Editor’s note: This article has been translated from the original Russian by Boris Dralyuk. It was written by Maxim Osipov as he made his journey into exile from his town of Tarusa to Yerevan, the capital of Armenia, where Russians are allowed to enter without visas, and finally to Berlin.


Cold, ashamed, relieved. These three words close Defying Hitler, Sebastian Haffner’s memoir about the rise of fascism, written before the Second World War and published posthumously. It was a book that held us rapt last year. In it we sought and found coincidences with our own recent situation. And now many of us who have gone elsewhere—to Yerevan, Tbilisi, Baku, Nur-Sultan, Istanbul, Tel Aviv, Samarkand—have also gotten to experience firsthand, on our own skin, those three words: frostig, beschämt, befreit.

We are those who left (escaped, fled) Russia shortly after it invaded Ukraine. We hate war, hate the one who unleashed it, but we also weren’t planning to abandon our homeland (motherland, fatherland)—every word, whichever you choose, starting with whichever letter, capital or lowercase, feels dirty, dishonored. The temptation to look at yourself as the flower of the nation (“We took Russia with us,” and so on—one hears such immoderate expressions from time to time) must be dismissed as dangerous nonsense. Some say that when you lose, you learn your true worth. Soon we will learn—because that’s what we are, losers, both historically and spiritually.

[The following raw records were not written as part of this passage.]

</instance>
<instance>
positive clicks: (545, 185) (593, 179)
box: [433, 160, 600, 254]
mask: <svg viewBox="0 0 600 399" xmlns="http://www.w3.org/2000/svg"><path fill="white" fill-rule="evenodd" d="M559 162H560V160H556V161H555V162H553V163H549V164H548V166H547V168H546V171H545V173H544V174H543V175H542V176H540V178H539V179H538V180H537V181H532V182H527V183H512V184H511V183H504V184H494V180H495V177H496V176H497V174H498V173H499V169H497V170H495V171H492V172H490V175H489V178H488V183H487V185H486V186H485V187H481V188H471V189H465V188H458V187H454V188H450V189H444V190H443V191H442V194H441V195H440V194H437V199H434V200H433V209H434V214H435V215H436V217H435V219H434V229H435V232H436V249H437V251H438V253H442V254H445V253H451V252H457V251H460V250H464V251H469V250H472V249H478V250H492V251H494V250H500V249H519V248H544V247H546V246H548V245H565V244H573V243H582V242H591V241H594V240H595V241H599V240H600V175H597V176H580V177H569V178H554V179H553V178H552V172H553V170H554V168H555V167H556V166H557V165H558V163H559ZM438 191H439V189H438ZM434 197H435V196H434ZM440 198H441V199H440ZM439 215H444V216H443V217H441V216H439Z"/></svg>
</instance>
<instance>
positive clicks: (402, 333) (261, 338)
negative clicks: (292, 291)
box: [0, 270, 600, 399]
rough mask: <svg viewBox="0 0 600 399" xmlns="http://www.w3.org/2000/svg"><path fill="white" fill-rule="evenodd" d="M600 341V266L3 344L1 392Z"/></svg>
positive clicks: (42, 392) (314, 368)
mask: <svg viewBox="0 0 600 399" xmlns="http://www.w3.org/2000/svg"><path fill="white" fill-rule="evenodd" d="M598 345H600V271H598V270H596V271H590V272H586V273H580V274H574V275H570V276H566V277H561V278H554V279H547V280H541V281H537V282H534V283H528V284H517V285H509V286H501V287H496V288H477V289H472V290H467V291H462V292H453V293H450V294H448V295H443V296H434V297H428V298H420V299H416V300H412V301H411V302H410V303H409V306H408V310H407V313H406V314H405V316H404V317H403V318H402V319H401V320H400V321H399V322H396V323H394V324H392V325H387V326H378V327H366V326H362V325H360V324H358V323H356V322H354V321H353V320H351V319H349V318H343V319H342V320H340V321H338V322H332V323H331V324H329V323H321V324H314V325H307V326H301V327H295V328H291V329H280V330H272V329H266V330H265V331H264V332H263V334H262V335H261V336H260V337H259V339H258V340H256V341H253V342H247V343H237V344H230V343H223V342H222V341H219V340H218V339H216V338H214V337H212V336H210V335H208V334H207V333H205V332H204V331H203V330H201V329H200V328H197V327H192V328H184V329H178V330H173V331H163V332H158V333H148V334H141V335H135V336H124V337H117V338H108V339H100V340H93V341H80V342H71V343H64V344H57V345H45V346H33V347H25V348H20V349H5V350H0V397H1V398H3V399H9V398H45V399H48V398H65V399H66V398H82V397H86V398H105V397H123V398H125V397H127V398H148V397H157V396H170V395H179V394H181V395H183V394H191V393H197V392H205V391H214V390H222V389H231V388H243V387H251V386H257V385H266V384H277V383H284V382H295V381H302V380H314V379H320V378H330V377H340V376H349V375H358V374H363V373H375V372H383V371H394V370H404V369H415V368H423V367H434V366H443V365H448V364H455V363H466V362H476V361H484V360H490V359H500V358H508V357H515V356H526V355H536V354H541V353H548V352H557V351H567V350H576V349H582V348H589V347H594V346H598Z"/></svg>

Hundreds of thousands, millions of people who share our values have stayed behind, and they are busy at work: treating the ill, taking care of elderly parents, of one another. But no matter how ashamed those of us who have left are before those who have remained, it would be good to remember that the dividing line between us compatriots is drawn on another field: between those who are against this war and those who are for it.

“Where are you flying to?” they ask at the border.